Friday, January 22, 1999

City board puts bingo hall plans on 1-month hold

Site is former Thriftway store

The Cincinnati Enquirer

        COVINGTON — Plans to convert a former grocery store into a bingo hall have been temporarily derailed by city officials, which could spell an end to the project.

        C. Dempsey Merrell, the Erlanger real estate agent who hopes to buy the former Thriftway store at 1616 Madison Ave., faced a Jan. 31 deadline to get the necessary zoning approval and purchase the building.

        “Since we can't comply with that, we're going to have to go back to the owner, and see if we can get an extension,” Mr. Merrell said Thursday.

        Mr. Merrell commented on his plans the day after the Covington Board of Ad justment delayed action on his request for a permit that would have allowed two bingo operators to locate in the former grocery.

        The 26,000-square-foot building has been vacant since Thriftway closed nearly a year ago. Several other groceries, including Remke and IGA, considered the site, but ended up elsewhere.

        Mr. Merrell wants to purchase the building for $800,000, spend $300,000 renovating it, and lease it to the Rev. Glenn Cole Evangelistic Association and to Shamrock/BBC Gym for their bingo games.

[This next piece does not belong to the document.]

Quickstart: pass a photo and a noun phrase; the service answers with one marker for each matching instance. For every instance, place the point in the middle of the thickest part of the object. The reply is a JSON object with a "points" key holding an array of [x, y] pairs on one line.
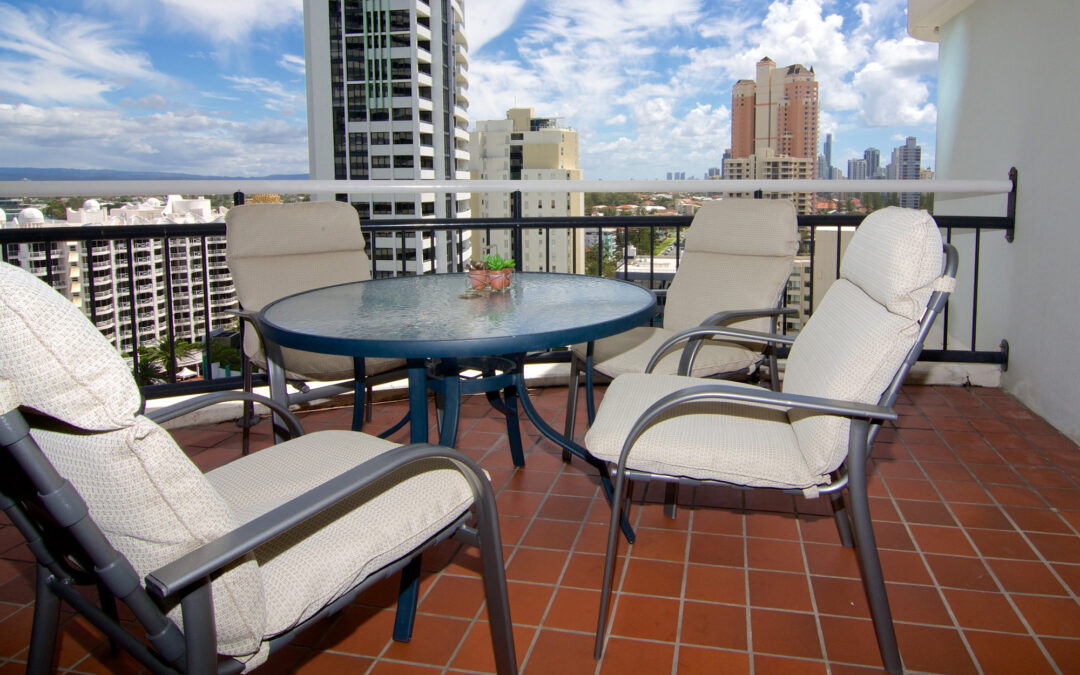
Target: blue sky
{"points": [[217, 86]]}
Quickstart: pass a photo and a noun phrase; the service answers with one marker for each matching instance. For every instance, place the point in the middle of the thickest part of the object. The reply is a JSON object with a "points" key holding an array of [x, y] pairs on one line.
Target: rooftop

        By a 4-to-1 vote, with one abstention, the board tabled the matter until its Feb. 17 meeting. Board members told Mr. Merrell to come back with a development plan for the site that addressed issues such as traffic patterns, land scaping and building improvements.

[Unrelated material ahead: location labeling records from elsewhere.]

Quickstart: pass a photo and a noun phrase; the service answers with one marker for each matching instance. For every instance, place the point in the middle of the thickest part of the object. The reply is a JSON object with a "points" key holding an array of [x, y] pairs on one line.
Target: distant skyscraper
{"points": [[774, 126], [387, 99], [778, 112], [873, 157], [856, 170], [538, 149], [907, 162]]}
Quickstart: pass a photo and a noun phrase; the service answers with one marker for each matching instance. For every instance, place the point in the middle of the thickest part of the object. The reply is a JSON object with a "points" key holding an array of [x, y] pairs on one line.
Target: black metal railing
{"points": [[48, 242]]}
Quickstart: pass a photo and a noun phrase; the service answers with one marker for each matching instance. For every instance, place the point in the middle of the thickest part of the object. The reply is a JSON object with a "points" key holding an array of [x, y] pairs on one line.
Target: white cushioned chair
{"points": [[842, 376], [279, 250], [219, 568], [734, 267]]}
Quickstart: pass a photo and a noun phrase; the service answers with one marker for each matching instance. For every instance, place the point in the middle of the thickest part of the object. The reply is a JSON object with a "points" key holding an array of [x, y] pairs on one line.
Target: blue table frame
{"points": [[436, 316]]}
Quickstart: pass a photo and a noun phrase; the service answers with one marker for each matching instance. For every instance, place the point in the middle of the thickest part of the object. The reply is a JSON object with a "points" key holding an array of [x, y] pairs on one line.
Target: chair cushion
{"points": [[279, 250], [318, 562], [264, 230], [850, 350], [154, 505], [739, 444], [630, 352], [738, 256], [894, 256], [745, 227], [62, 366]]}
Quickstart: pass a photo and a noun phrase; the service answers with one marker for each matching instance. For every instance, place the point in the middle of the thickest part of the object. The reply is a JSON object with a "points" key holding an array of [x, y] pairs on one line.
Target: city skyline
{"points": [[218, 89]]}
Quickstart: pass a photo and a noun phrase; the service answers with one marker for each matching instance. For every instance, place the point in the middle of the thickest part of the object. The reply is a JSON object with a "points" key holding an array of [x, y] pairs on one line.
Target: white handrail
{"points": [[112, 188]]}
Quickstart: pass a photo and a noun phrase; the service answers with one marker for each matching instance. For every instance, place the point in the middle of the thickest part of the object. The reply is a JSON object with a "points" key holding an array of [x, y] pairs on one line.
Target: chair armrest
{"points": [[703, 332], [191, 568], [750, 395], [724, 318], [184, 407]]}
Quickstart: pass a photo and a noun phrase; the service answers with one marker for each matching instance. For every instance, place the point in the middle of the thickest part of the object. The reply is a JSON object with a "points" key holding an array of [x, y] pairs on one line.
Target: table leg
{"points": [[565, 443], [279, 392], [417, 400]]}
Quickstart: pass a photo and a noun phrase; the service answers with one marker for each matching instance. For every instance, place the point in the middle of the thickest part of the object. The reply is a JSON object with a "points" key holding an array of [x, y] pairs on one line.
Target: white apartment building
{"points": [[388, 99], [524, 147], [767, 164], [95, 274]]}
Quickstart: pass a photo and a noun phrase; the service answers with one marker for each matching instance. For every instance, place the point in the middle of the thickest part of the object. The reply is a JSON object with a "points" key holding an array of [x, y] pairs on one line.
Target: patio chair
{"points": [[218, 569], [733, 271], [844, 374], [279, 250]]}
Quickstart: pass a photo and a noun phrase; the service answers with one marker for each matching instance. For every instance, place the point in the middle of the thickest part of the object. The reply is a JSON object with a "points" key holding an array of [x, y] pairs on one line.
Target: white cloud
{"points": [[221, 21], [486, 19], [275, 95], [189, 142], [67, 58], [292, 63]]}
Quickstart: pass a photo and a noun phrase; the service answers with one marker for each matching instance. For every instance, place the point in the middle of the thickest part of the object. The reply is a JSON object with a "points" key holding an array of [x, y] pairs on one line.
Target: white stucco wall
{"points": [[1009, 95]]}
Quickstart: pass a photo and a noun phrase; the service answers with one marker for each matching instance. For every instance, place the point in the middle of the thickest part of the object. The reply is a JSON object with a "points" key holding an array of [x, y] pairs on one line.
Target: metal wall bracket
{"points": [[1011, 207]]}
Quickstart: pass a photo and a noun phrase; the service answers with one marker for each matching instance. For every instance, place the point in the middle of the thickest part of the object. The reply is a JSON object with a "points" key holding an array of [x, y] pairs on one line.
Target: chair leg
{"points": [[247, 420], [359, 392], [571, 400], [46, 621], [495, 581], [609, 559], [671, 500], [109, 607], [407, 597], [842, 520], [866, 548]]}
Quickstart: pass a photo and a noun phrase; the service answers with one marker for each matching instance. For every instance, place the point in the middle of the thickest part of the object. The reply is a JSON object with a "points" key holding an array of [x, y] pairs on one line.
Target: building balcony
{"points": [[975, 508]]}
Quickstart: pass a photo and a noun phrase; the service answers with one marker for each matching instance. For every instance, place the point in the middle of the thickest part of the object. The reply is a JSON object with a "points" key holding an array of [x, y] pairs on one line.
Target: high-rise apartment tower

        Representatives of St. Augustine and St. Benedict churches also told the board that they were concerned about the huge bingo hall cutting into their bingo profits, which help fund their schools.

        “If another operation comes in, they're worried that it'll have a negative impact on them,” said Ella Brown-Frye, Covington economic development director.

        “I think that most church parishes have their own loyal supporters,” Mr. Merrell said. “If they were going to lose people, they would lose them to the Pike Street address, where the proposed operators are now.”

        Moving the bingo from the Pike Street address also would free up more parking for businesses in that area, which has been a source of complaints, Mr. Merrell said.

        Ms. Brown-Frye said city officials also were concerned that the bingo might grow from the planned two nights a week to as many as seven nights a week, which would generate more traffic in the neighborhood.